Up until now, generative AI has been focused on understanding and creating human-made information worlds—such as text, sound, images, and videos—rather than the real external world. It can help you find 100 Tang poems about Mount Lu, but it cannot connect with the actual Mount Lu in the physical world.

However, Sora shows us the possibility of AI interacting with the world. Sora can simulate simple actions that affect the state of the world—a painter can leave new brushstrokes on a canvas that persist over time, or a person can take a bite out of a hamburger and leave visible marks. If Sora truly understands this process, it should be able to apply it to the real world. For example, industrial software.

Currently, there are many industrial software applications designed for single domains. They can accurately simulate real-world physical behaviors on a factory production line, such as object movement, fluid flow, structural responses, and system performance under various environmental conditions. However, these industrial software solutions lack artificial intelligence and operate entirely based on pre-programmed routines. Once the environment changes, they simply "shut down."

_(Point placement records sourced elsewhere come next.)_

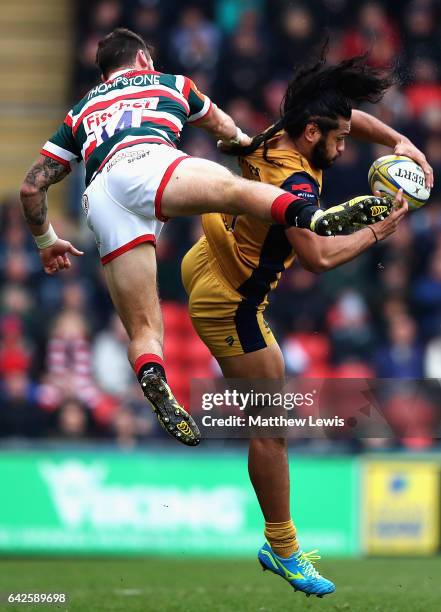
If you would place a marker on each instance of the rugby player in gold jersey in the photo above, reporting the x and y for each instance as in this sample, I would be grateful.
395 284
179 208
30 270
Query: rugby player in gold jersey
232 269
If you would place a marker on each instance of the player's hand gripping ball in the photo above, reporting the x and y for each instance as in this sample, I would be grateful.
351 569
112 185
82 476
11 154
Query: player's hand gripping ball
390 173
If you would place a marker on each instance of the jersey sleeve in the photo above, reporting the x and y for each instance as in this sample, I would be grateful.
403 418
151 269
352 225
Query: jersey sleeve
61 146
303 186
199 104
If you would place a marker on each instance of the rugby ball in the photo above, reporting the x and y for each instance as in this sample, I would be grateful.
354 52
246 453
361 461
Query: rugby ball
390 173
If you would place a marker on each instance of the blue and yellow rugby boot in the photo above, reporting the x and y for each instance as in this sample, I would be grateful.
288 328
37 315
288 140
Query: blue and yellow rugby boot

In contrast, general AI models like Sora exhibit illogical errors when simulating specific physical world scenarios, failing to understand causal relationships. For instance, chairs floating in mid-air or an elderly woman blowing out birthday candles without the flames moving. In the future, Sora can empower specialized industrial software with artificial intelligence, enabling it to solve more complex problems at the level of skilled engineers. This is how Sora will impact the real world.

Another example is autonomous driving.

Tesla has also begun exploring world models that can simultaneously predict future scenarios from eight surrounding cameras on the vehicle. These models can accurately simulate previously hard-to-describe scenarios, such as smoke and dust, and can be used for segmentation tasks. Current autonomous driving simulations employ a technical approach combining NeRF, material library permutations, and game engines. While this ensures scene authenticity, it falls short in AI generalization. Sora-like world models, however, can comprehend the laws of physics and generalize beyond training samples, enabling rapid generation of highly realistic and diverse driving scenarios for autonomous driving simulations.

Based on public replies from Elon Musk's Twitter, industry insiders infer that Tesla likely adopts a generative AI technical route similar to OpenAI's Diffusion+Transformer approach. Therefore, Sora-like models may well become foundational models for autonomous driving in the future.

From the perspectives of industrial software and autonomous driving, it's evident that Sora's disruptive potential extends far beyond the realm of video production. Finally, let's return to investment and see what new opportunities Sora will bring us.

First is computing power. With Sora's continuous iteration and optimization, and the expansion of training dataset sizes, future computing power demands will experience exponential growth. Therefore, the most certain investment opportunities lie in upstream computing power infrastructure.

Next is applications. Technological breakthroughs point the way forward, and companies with strong tool products related to video modalities are expected to benefit, especially those with a high proportion of overseas business. Finally, pay attention to industrial software companies, which often possess simulation algorithms and various physical models. Collaborating with large model companies can enhance the application capabilities of their software. At the same time, large model companies can significantly improve the complexity and accuracy of video generation models in representing the physical world through such collaborations.